Alzheimer’s disease (AD) is characterized by pathological protein aggregation and aberrant immune responses in the brain, ultimately leading to neurodegeneration and cognitive decline. The APOE-e4 genotype represents the strongest genetic risk factor for AD, yet the mechanisms through which it shapes immune responses in the human brain remain poorly understood.
This PhD project aims to uncover how genetic risk influences immune cell function in AD by integrating single-nucleus epigenomic profiling of brain immune cells with high-resolution spatial transcriptomics. The PhD candidate will characterize epigenetic and transcriptional states of immune cells in post-mortem human brain tissue and map these states in relation to disease pathology in AD tissue. In parallel, immune responses will be modeled in human stem cell–derived systems to identify regulatory mechanisms driving immune dysfunction.
The PhD candidate will work closely with computational and experimental researchers and receive training in neuroimmunology, neurodegenerative disease research, and advanced spatial and single-cell technologies within a collaborative and multidisciplinary research environment. The project also offers opportunities to engage in international collaborations and present findings at scientific meetings.

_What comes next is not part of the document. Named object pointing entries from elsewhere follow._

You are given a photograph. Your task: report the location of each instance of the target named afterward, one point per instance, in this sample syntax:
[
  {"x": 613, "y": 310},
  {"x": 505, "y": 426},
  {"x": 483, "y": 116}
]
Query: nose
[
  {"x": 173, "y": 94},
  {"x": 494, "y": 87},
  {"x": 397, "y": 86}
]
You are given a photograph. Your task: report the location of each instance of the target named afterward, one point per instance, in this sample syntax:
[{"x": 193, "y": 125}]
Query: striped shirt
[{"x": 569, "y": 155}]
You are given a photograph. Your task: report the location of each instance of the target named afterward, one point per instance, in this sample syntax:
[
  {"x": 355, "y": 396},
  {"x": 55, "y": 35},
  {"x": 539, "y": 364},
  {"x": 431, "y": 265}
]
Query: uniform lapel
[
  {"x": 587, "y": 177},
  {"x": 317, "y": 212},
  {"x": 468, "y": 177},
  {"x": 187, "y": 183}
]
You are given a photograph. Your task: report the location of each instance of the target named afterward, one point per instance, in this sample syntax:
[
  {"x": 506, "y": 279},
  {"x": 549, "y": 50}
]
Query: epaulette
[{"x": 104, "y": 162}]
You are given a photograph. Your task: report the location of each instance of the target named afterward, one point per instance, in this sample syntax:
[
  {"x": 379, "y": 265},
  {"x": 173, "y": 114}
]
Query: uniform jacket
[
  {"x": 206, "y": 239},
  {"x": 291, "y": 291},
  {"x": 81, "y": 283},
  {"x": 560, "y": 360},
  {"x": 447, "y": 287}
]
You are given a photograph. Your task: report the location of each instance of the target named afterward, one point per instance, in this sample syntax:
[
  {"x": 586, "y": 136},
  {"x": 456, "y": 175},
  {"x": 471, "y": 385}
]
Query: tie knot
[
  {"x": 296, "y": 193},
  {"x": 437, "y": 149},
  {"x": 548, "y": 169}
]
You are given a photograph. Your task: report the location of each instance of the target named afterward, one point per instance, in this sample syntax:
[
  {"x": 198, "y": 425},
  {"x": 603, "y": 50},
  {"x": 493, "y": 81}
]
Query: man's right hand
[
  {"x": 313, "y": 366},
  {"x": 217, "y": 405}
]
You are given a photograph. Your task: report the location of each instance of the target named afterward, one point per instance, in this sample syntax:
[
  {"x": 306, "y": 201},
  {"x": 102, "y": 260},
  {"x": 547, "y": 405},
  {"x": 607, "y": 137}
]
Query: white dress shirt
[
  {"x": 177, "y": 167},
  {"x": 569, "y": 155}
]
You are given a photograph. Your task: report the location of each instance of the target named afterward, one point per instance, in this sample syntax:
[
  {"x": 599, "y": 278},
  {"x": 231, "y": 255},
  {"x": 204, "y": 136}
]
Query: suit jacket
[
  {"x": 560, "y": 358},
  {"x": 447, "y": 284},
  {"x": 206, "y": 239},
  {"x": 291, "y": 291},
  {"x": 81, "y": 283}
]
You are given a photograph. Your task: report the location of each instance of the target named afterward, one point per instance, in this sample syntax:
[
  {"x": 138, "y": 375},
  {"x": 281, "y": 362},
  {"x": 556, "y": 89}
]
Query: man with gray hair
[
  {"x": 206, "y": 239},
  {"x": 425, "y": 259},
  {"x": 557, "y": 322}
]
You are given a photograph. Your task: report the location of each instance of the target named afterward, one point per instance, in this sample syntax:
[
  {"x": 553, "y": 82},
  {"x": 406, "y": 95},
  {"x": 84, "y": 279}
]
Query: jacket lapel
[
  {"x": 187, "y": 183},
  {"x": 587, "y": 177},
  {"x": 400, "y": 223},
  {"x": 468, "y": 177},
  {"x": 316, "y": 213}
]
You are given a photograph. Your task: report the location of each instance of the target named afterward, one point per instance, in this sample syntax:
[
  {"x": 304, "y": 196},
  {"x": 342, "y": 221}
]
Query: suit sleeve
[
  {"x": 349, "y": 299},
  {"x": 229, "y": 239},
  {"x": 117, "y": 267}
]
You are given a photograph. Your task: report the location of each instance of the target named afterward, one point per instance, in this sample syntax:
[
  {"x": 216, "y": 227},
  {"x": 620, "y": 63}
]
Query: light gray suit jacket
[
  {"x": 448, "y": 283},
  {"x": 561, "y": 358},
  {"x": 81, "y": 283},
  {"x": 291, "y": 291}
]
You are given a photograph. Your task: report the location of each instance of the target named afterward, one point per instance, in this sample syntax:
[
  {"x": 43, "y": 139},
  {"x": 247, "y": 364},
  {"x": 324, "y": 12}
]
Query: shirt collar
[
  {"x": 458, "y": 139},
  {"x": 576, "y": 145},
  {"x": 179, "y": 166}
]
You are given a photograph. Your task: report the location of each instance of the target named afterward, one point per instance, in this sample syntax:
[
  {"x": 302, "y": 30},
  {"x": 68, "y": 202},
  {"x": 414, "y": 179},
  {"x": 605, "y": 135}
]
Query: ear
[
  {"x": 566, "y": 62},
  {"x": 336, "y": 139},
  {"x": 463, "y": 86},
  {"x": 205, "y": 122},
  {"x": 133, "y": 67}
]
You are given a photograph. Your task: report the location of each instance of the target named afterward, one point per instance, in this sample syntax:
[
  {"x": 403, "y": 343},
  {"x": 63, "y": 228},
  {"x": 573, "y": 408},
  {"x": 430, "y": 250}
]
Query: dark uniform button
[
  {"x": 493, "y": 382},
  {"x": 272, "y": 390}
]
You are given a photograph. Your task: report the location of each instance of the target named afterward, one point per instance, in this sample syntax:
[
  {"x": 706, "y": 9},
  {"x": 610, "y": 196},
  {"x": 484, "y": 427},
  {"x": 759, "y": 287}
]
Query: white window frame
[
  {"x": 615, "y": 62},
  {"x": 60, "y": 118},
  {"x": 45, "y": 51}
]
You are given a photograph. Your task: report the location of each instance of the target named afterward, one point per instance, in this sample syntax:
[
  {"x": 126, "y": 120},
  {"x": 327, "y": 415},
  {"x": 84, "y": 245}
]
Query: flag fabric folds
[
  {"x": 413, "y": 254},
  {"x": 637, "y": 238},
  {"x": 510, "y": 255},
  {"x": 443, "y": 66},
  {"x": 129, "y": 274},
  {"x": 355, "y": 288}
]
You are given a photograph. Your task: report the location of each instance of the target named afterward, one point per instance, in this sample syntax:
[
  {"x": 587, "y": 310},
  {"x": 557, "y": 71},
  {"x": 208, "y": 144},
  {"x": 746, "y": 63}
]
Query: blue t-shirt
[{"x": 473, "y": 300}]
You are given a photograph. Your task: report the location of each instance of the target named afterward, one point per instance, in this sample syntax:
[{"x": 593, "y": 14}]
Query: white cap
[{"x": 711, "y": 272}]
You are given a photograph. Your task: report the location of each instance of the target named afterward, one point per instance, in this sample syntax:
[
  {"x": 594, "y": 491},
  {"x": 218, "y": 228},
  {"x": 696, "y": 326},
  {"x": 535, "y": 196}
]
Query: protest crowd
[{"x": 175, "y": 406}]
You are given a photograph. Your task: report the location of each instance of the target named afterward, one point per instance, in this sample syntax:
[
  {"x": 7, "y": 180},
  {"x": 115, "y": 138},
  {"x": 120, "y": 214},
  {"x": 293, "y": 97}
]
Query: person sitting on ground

We are looking for a motivated candidate with:
- a master’s degree in molecular or cellular biology, neuroscience, biomedical sciences, or a related field;
- a strong interest in neurobiology and immunology;
- affinity with, or experience in, single-cell or spatial transcriptomics;
- experience with epigenetic approaches is an advantage;
- good oral and written communication skills in English is required;
- the ability to work both independently and collaboratively within a team.